Ksiądz Roman Skwiercz zmarł w nocy z 26 na 27 października. Kapłanem był od 27 lat. Znany gawędziarz już więcej nie zaszczyci nas swoimi opowiastkami. Od grudnia 2019 roku był rezydentem w parafii Św. Apostołów Piotra i Pawła w Pucku. Wcześniej dał się poznać mieszkańcom Kaszub z wielu aktywności na terenie niemal całego regionu.
Ksiądz Roman Skwiercz urodził się 1 stycznia 1955 roku w Pucku. Tutaj też spędził ostatni rok życia. Do Wyższego Seminarium Duchownego w Pelplinie wstąpił dopiero w wieku 33 lat. Wcześniej był nauczycielem. Po otrzymaniu święceń kapłańskich w 1993 roku, dał się poznać parafianom w Gdyni, Gdańsku, Żelistrzewie czy Wejherowie. Szczególnym sentymentem darzył Kaszuby.

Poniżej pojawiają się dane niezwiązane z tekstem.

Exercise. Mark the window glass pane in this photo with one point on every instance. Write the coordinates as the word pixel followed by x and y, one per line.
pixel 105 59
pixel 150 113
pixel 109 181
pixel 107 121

Wygrywał liczne konkursy recytatorskie i gawędziarskie. W języku kaszubskim pisał wybitne felietony. Gdziekolwiek się pojawiał, aktywnie uczestniczył w życiu lokalnej społeczności. - Wszyscy go tu lubili - mówią zgodnie mieszkańcy Pucka, gdy pytamy ich o zmarłego księdza.